We take in $17K per month net; gross is $375K/year, so about 4.5% of our yearly income.

We pay $3600/mo on mortgage and pay $200/week to our au pair, as compared to your $1500 mortgage & no daycare, so about $1900 more.

So call it $2k/month. If we brought in only $15K per month, and that was the same ratio to our gross, our gross would be $330K and we'd be equally comfortable.


Whoops, just realized that student loans were also part of the mix. We pay $350 or so per month for student loans, so call it $500. If we brought home $14,500 per month, and that was the same ratio to our gross, the gross would be $319K.
Anonymous
I have no student loans AND no mortgage and make $200K a year. We bank all of my net salary.
Anonymous
Anonymous wrote:
Whoa! This has really gone off in an unanticipated direction.

Ladies and gentlemen, this is not a striving post. I'm not talking vacation homes and where you eat out on a regular basis.

Comfortable. It means not crying with each in-coming bill. It means being able to get groceries every two weeks, not calculating how many nights in a month you can make use of the 10 for $10 pasta you bought on sale.

Today, I had to choose between buying grapes or strawberries. I'm REALLY looking forward to leaving this bullshit behind.

Since most posters tend to whinge on about scraping by with salaries much higher than I'll ever earn, I was interested to know what burden even high earners were struggling to meet (like the oft cited enormous law school debt of 400K or mortgage payments more than double my own).

In my own way, I'm trying to comfort myself that things won't continue to be such a struggle once I'm making 80-90K. Most DCUMers would shoot themselves or go flying out of windows at the prospect of such a low salary. BUT, absent the big monthly obligations noted above, I wonder how much it would matter?

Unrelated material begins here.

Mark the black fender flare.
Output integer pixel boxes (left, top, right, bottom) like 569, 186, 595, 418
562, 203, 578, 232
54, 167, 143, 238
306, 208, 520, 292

Stop projecting materialistic aspirations. And lay off the lectures. They are really off the mark.

07:55 and 13:45 were very helpful and straight forward. Thanks.


(7:55 here). I totally understood where you were coming from and didn't find your question weird at all! I was totally baffled by some of the other responses. Maybe because I'm not living in the $500k la la land some of the posters seem to be posting from.

OP--fwiw, our salary only recently hit $240k. 3 years ago we were making more like $150k, but with no daycare (pre-kid) and our mortgage was $3000 not $3500. (we refinanced down to a 15 year mortgage, we did not trade up our house.) We still felt like we lived very comfortably at that point, not extravagantly, but still able to afford vacations, fancy grocery splurges, had a fully funded emergency fund, and put money into savings every month. Taking into account the mortgage difference, that's $18000 a year, with taxes etc call it $25k difference. So, at effectively $125k, I felt like we had a very comfortable lifestyle. We never stressed about money or worried about covering a car repair or other unexpected expense.

It sounds like you're doing a good job of being fiscally responsible, and as long as you keep doing that, it's likely to continue to get better assuming you have the kind of career where you can reasonably expect to advance. Good luck!